Sunk cost doesn’t just waste time.

It blinds you.


The Only Question That Actually Matters

Most advice says:

– Validate
– Talk to users
– Build an MVP

That’s surface-level.

The real question is:

Are people already trying to solve this problem — badly?

Look for:

– Spreadsheets
– Workarounds
– Manual hacks
– Paying for imperfect solutions

If none of that exists:

👉 The problem probably isn’t painful enough.

And if it’s not painful, it won’t convert.


A Simple Rule (That Saves Months)

Before you build anything, ask:

“What are people doing right now to solve this?”

If the answer is:

– “Nothing”
– “They don’t really care”

Kill the idea.

If the answer is:

– “They’re hacking together ugly solutions”
– “They’re paying for something flawed”

Now you have something real.


Where I’m Building This

I’m working on a system that helps founders get a clear build / kill verdict before wasting months:

https://syra.up.railway.app

And here’s my work / projects:

https://yogyagoyal.up.railway.app


If You’re Building Right Now

Drop your idea and answer just one thing:

Is your user already solving this problem badly?

That answer will tell you more than:

– 100 surveys
– 10 landing pages
– 6 months of building

No fluff.
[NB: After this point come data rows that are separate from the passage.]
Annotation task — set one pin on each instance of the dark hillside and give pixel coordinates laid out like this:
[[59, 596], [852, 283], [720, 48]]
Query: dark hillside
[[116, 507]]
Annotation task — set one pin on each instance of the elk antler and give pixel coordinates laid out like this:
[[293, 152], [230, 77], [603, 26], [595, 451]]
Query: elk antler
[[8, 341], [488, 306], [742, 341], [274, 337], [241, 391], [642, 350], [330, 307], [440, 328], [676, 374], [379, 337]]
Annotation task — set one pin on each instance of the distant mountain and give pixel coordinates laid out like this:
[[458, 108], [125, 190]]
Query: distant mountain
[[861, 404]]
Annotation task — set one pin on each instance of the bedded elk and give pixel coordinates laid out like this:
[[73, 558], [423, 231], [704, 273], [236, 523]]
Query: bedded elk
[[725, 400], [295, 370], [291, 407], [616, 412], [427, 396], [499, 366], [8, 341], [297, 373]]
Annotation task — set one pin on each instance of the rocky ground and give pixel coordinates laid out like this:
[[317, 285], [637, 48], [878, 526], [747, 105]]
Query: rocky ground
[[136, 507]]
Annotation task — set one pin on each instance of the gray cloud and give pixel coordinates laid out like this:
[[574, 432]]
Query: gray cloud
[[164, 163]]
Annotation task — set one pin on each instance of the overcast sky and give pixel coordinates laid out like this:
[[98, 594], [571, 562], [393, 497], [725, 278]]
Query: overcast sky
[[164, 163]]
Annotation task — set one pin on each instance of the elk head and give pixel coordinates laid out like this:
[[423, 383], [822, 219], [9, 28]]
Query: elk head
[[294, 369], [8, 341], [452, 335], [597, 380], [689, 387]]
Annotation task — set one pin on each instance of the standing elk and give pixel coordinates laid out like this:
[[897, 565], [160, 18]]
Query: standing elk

Just signal.

on May 1, 2026
  1. 1

    Sharp filter — adding one nuance from our actual experience: the texture of the ugly workaround tells you willingness-to-pay, not just its existence.

    Pre-MVP for TokRepo (skill marketplace for AI agents, ~9 months back), we found ~30 founders maintaining Notion pages of "skills/prompts I keep copy-pasting between Cursor/Claude/Codex." Workaround clearly existed. But within that group, the founders with a messy 200-line dump converted at 4-5x the rate of the ones with a tidy system — the tidy ones had already paid the cognitive cost and didn't feel pain anymore.

    Counter from Molt (our quit-smoking side app): 4M+ on r/stopsmoking exchange tips daily, big workaround. We almost built into that → realized free + community = good enough → low WTP. Same Yogya rule, opposite verdict.

    Heuristic we now use: messy spreadsheet workaround = high WTP, free subreddit workaround = low, paid-but-stale (Gumroad course unchanged since 2021, still selling) = medium-with-a-moat.

    "Are people solving it badly?" gets you the binary. The texture of how badly tells you the price tier.

  2. 1

    The failure usually starts earlier than launch, but not at “the idea.”

    It starts when the founder mistakes personal interest for market urgency.

    That’s the real trap:
    “interesting to build” gets treated like “painful enough to buy.”

    Most products don’t die because execution was bad.
    They die because the buyer never had enough pain to change behavior in the first place.

    The cleanest signal is exactly what you pointed at:

    Are people already solving this badly enough to tolerate friction, hacks, or ugly substitutes?

    That’s usually the line between:
    mild annoyance
    and real buying behavior

    Because buyers rarely pay for “interesting.”

    They pay to remove cost, risk, delay, or repeated pain.

    That’s usually the real build / kill filter.